For just a $2,500 minimum investment, Fidelity's Advisor New Insights funds have a smattering of private, Web and social-media related companies in the mix, among them Ning, Digg and, of course, Facebook.

Morgan Stanley has also added a dash of private company stock -- notably, once again, Facebook -- to its Focus Growth funds. Unlike other Morgan Stanley funds with such holdings that have a high buy-in basically limiting them to institutions and wealthy investors, a $1,000 minimum buy-in is enough to get you started.

T. Rowe Price has sprinkled private shares into several funds. In April, it went public with its $190 million investment in Facebook, shares bought via a private offering of employee-owned stock that was authorized by the social media giant.

The T. Rowe Price Global Technology Fund and its Science and Technology Fund may be top-heavy with well-known, public companies such as Apple, Microsoft, Google and H-P, but also under the hood are hot pre-IPO companies including Facebook, Angie's List, Zynga, Twitter and Groupon. Be aware, however, that the T. Rowe Price funds still only have less than 1% of their holdings in Facebook, so Mark Zuckerberg isn't going to get to know you on a first-name basis.

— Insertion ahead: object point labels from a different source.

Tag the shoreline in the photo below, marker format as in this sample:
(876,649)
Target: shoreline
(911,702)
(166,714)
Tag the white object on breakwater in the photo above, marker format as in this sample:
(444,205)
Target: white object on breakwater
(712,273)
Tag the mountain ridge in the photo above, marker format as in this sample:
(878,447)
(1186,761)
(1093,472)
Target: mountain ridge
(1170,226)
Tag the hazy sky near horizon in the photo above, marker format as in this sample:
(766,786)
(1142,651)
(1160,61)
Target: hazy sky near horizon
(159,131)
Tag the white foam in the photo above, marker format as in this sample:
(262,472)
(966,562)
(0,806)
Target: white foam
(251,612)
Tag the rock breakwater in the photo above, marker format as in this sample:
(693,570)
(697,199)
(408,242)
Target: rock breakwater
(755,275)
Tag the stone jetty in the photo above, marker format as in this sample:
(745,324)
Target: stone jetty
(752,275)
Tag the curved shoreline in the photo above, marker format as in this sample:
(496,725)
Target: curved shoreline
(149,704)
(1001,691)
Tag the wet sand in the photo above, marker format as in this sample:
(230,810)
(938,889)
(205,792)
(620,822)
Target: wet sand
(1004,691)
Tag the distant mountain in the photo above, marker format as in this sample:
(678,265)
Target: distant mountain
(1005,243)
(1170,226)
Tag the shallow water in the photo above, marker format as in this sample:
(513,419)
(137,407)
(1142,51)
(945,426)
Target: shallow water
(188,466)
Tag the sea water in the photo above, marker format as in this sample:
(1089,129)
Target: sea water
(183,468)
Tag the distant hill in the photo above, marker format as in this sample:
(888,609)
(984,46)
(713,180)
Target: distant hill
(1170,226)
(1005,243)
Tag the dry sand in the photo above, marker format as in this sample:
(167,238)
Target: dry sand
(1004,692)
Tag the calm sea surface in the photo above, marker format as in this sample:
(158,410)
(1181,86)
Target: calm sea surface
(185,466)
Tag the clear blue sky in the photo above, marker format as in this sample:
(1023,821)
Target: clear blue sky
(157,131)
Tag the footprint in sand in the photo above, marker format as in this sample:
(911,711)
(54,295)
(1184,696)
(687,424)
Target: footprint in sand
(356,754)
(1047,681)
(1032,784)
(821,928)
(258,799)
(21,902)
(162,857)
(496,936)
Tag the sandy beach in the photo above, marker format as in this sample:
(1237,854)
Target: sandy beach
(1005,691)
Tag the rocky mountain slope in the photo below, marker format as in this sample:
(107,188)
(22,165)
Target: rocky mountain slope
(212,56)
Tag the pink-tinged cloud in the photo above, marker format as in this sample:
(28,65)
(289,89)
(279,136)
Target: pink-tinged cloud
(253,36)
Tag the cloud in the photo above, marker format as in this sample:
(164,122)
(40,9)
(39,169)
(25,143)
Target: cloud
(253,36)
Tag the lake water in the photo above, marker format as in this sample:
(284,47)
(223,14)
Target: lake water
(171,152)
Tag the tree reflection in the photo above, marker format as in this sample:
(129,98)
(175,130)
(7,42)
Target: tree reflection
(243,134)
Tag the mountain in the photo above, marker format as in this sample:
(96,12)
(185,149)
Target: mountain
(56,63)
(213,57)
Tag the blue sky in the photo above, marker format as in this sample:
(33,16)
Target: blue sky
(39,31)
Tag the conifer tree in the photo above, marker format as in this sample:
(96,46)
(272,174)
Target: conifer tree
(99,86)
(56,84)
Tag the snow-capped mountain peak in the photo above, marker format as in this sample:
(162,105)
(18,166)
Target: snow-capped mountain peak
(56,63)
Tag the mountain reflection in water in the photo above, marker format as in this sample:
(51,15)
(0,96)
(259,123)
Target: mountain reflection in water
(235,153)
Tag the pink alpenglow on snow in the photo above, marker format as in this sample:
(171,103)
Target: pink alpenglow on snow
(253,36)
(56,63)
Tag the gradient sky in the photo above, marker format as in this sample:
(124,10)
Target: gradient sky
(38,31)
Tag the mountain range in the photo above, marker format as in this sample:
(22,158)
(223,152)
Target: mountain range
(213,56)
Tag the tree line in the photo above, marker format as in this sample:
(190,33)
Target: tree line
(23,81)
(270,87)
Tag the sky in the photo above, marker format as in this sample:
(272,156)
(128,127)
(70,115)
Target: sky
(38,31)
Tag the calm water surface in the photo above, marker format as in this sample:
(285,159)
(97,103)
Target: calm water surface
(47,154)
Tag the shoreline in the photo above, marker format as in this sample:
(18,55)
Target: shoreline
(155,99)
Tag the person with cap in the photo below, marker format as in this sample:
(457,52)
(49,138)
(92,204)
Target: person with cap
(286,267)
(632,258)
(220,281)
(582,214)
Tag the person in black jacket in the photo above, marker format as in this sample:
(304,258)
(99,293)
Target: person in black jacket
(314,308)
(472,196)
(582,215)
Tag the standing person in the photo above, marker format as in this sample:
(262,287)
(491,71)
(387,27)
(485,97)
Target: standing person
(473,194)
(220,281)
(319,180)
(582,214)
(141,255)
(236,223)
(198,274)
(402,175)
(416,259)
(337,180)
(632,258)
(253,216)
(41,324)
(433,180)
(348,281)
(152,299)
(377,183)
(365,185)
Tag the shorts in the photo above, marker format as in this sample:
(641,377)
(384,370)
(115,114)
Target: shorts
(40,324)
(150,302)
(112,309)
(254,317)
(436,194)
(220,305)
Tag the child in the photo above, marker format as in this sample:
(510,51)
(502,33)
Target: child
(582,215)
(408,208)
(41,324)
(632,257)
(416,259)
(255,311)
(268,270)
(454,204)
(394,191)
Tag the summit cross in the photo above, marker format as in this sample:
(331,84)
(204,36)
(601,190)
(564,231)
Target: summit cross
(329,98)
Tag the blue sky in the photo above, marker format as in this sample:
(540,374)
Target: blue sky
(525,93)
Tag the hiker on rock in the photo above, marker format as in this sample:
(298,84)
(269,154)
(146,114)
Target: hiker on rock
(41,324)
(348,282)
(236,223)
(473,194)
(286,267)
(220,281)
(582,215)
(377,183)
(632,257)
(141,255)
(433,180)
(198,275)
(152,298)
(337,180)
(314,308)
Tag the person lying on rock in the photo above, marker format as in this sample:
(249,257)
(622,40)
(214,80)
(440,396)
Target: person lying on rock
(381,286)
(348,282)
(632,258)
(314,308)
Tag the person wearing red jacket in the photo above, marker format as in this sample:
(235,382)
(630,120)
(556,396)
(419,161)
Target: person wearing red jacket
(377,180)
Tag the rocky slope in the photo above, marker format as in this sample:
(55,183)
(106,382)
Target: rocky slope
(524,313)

Taking a cue from T. Rowe Price, one approach to buying private stock is to find a willing (and authorized) seller.

Even those with enough personal wealth to not worry about SEC restrictions can find it hard to crack into the exclusive club of private shares. As such, a variety of exchanges have emerged -- SharesPost and SecondMarket among them -- to match up buyers with sellers (which often include early VC investors and past or present employees with stock options).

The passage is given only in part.